Typically they will be ok with installments if you have limitations with ATM withdrawals.
Speak to your bank beforehand ifyou intend to do a large international transaction. You could alternatively usea service like Transferwise or Xoom to transfer the money into a local bank account.

The Paperwork 
The transfer process in major cities is very straightforward and typically takes half a day if you go yourself with the seller, and you will have the papers in your name legally.

Knowledge of Spanish is required to make this process seamless. 

If you are buying a motorcycle from a dealer, they typically will take care of the paperwork and the entire process will take one or two working days. You will still need a RUNT (so you will have to read a bit more).

Items Needed

  1. Rubbings of the Engine and Chassis number.
  2. Transfer forms – can be obtained at the Movilad/Office
  3. Your Passport.
  4. Original Registration Papers
  5. SOAT
  6. Technico Mechanica

To have the motorcycle you will need a RUNT.
The RUNT is the National Registry for all individuals who own vehicles or have licenses. Basically, anything Automotive related requires you to exist in the RUNT database.
Registry for the RUNT is free and as a foreign only requires your original passport. Not even a license.
They will fill in your details as per your passport, scan your index fingers(both of them) and take a photo. You won’t get an acknowledgment of the RUNT, but you can always retrieve it from the RUNT website using your passport number.
The RUNT registration takes around 15 minutes, not including waiting time.

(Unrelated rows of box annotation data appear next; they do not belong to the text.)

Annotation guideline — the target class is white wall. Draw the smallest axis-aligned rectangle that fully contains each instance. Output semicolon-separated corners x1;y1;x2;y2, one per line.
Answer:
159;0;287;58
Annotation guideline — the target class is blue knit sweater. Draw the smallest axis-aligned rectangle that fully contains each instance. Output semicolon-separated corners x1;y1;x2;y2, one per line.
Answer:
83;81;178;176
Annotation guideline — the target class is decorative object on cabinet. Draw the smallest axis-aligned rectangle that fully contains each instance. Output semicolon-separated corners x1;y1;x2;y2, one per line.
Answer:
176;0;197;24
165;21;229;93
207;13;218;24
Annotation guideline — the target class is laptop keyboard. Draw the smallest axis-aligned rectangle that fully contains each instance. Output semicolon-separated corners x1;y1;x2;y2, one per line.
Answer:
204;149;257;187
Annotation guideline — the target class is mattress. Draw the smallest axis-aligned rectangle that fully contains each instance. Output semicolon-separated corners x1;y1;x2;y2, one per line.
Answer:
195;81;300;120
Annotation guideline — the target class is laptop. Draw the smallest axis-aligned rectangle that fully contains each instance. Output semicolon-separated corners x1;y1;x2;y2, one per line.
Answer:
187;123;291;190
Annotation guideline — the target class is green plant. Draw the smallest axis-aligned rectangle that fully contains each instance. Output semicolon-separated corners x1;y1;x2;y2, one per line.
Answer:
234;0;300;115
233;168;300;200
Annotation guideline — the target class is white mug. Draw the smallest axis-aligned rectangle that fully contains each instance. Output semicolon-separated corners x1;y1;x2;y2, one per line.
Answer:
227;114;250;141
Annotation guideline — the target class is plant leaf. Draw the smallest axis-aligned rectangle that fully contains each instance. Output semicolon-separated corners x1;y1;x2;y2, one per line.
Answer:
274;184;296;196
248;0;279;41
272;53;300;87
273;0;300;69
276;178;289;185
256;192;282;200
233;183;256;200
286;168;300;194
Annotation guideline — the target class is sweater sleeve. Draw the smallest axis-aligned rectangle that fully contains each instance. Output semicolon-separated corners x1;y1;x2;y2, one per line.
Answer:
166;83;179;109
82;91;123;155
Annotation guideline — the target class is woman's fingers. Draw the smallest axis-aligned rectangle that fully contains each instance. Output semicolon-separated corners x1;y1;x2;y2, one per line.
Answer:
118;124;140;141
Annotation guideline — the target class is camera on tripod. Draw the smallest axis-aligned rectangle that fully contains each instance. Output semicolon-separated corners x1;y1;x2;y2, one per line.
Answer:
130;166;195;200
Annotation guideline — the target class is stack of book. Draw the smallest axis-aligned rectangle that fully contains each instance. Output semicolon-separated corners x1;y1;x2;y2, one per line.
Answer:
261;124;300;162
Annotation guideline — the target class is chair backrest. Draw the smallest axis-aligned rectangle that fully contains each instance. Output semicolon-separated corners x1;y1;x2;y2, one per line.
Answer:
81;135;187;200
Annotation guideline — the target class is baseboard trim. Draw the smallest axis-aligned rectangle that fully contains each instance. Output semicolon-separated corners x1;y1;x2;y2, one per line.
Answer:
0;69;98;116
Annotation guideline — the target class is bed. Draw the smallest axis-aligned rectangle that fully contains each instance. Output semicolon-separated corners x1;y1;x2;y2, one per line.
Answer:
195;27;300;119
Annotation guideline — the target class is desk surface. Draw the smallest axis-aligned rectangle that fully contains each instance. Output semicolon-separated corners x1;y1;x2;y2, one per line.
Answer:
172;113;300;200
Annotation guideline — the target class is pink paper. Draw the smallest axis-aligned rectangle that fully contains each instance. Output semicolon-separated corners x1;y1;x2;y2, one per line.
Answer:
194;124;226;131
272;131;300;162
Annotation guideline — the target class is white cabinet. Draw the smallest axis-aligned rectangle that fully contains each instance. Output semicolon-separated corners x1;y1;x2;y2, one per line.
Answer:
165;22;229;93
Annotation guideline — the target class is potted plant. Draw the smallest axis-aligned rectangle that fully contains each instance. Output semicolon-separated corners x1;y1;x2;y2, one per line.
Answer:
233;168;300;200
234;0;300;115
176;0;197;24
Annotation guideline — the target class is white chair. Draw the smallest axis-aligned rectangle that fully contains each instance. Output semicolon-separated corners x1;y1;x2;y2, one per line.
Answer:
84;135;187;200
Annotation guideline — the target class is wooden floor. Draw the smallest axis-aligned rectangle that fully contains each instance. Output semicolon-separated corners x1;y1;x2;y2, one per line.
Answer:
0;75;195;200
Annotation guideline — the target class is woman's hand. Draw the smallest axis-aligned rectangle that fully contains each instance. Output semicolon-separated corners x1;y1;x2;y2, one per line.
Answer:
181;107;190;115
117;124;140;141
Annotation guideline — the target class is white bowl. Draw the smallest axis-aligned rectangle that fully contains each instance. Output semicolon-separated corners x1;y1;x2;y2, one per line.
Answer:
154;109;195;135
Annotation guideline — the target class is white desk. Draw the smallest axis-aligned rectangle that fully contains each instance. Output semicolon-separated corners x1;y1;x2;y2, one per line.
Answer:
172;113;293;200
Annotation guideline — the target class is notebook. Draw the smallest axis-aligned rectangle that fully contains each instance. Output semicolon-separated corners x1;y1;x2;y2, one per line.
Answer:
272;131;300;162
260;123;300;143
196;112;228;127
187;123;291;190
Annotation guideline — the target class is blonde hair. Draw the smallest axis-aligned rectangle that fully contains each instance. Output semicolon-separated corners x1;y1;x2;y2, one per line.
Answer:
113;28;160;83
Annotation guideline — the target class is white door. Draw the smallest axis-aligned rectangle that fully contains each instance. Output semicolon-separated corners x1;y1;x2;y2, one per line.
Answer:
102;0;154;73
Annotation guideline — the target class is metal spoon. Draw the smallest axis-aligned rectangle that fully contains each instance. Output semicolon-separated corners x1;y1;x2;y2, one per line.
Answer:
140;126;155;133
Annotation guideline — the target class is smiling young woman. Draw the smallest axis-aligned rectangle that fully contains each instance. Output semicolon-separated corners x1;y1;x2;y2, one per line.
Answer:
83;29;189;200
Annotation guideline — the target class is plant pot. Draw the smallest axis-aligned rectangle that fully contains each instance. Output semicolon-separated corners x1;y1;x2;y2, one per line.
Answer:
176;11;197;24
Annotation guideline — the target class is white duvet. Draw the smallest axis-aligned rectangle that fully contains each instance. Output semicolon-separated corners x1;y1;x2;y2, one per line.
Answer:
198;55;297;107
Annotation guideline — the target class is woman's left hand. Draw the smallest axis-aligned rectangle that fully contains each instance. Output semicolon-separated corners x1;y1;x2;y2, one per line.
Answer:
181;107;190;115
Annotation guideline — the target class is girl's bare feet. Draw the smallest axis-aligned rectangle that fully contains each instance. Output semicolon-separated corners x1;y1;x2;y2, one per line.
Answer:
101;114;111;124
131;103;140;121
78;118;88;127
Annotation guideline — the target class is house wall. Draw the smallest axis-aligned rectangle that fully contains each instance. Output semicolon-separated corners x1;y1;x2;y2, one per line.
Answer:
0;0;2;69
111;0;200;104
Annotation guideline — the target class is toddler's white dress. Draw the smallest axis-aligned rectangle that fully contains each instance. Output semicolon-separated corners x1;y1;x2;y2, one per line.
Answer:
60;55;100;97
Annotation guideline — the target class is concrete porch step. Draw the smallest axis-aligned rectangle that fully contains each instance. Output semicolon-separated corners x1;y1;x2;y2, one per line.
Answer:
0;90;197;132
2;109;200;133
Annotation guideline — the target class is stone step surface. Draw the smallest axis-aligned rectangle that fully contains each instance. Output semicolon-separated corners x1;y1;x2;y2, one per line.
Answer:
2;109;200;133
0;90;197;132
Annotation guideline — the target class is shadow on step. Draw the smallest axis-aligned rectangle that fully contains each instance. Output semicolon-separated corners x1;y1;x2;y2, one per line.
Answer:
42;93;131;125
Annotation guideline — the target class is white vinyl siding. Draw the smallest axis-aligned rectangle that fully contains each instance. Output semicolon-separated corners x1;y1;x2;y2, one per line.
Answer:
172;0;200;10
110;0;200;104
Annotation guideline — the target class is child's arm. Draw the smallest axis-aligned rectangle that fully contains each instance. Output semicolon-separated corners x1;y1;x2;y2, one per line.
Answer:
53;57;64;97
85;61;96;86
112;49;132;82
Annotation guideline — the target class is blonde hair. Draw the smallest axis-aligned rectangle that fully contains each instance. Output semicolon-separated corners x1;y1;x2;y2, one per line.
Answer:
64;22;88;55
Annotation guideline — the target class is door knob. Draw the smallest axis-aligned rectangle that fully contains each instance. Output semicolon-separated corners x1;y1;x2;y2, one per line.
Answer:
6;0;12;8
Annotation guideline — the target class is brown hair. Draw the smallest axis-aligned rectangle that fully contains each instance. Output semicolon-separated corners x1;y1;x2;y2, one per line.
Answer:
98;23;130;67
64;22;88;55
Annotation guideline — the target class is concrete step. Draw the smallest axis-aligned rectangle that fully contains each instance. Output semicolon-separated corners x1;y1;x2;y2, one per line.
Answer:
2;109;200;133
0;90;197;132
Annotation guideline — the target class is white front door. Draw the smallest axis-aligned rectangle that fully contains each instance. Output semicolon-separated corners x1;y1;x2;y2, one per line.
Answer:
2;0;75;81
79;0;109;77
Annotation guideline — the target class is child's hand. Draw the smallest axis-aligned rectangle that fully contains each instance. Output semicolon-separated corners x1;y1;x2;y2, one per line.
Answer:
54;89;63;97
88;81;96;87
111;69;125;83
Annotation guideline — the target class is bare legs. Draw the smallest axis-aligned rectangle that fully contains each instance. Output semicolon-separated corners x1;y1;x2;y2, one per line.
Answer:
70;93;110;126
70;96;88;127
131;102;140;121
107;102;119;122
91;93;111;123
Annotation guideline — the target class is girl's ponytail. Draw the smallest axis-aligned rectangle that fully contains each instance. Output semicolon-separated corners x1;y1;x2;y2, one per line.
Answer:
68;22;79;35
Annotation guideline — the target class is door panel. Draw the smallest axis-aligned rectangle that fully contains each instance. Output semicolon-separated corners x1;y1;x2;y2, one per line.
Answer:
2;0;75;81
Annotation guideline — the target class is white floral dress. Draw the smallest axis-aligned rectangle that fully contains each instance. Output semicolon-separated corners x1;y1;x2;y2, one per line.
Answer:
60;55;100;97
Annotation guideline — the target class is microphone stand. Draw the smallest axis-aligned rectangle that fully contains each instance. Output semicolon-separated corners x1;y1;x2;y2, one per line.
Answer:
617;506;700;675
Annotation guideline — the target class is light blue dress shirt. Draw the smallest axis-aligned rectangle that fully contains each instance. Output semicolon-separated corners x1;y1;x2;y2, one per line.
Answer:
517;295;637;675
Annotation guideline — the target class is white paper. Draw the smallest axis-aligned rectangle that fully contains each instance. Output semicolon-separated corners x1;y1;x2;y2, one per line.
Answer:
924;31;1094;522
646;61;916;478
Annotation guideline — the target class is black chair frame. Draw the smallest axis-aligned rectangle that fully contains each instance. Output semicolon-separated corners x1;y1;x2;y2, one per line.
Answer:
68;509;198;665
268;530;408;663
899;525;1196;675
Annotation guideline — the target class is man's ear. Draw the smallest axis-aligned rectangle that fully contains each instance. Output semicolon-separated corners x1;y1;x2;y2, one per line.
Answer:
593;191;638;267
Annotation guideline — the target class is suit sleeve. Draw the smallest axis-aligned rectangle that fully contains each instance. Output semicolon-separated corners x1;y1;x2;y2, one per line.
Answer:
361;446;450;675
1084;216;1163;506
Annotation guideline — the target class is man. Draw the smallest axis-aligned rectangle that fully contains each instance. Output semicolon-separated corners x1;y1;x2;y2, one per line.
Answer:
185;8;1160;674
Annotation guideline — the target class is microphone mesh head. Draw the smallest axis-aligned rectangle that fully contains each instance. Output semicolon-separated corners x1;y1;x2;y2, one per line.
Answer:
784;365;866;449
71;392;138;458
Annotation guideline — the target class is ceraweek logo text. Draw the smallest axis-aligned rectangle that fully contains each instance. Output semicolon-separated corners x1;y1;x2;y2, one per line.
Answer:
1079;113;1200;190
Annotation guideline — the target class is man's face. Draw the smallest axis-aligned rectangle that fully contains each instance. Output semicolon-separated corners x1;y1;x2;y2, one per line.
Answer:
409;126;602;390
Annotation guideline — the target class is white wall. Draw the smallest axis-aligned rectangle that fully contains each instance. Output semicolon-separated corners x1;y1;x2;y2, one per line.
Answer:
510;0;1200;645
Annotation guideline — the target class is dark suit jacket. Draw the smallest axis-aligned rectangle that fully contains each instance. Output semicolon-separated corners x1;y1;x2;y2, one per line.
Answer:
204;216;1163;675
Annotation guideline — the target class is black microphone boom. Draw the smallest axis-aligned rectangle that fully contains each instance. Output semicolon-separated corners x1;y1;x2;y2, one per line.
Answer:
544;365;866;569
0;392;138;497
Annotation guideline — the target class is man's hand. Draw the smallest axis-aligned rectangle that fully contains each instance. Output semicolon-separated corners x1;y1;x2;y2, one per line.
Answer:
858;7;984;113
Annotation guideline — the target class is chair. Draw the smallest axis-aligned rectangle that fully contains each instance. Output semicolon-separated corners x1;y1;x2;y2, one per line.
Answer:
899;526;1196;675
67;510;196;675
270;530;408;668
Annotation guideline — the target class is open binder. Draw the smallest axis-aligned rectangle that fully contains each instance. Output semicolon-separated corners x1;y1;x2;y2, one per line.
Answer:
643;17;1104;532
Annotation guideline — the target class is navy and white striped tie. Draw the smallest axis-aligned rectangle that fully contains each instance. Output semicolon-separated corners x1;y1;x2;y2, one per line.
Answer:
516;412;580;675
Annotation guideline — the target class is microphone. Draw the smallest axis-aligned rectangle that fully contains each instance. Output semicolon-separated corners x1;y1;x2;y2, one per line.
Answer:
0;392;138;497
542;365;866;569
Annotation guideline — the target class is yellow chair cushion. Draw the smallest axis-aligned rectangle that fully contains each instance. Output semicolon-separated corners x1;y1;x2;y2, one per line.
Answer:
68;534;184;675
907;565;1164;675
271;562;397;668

The Paperwork for the transfer
For the transfer, the seller/dealer will have to bring the original registration for the vehicle. 
Transfer forms can be obtained at the office of transfer and are not charged. You will have to use a local address. even a hotel address is fine.
Just a single large detailed form which will need your passport number, your index fingerprint and signature. it is in Spanish but well laid out and easy to understand.
Submit the forms and make the payment for transfer. 

Cost of Vehicle transfer
The fixed amount for the transfer 77,000COP + 1% of vehicle value.
From what I understand. If it is a dealer, it is included in the price. But for individuals, the cost of transfer is split equally between both parties.

After making the payment. You’ll be asked to return to collect the papers in an hour or two.
Go grab a coffee and enjoy the anticipation.

Return to collect the papers and you’re done.
Make sure all financial transactions are done, collect the SOAT, Technico Mechanica and keys from the seller and you’re done.

I bought the motorcycle directly from a seller and not through a dealer. My spanish is basic at best and not equipped to conduct business with government agencies. I was lucky to have a patient seller who accompanied me and helped with the paperwork.

Remember to smile a lot, be patient and accommodating.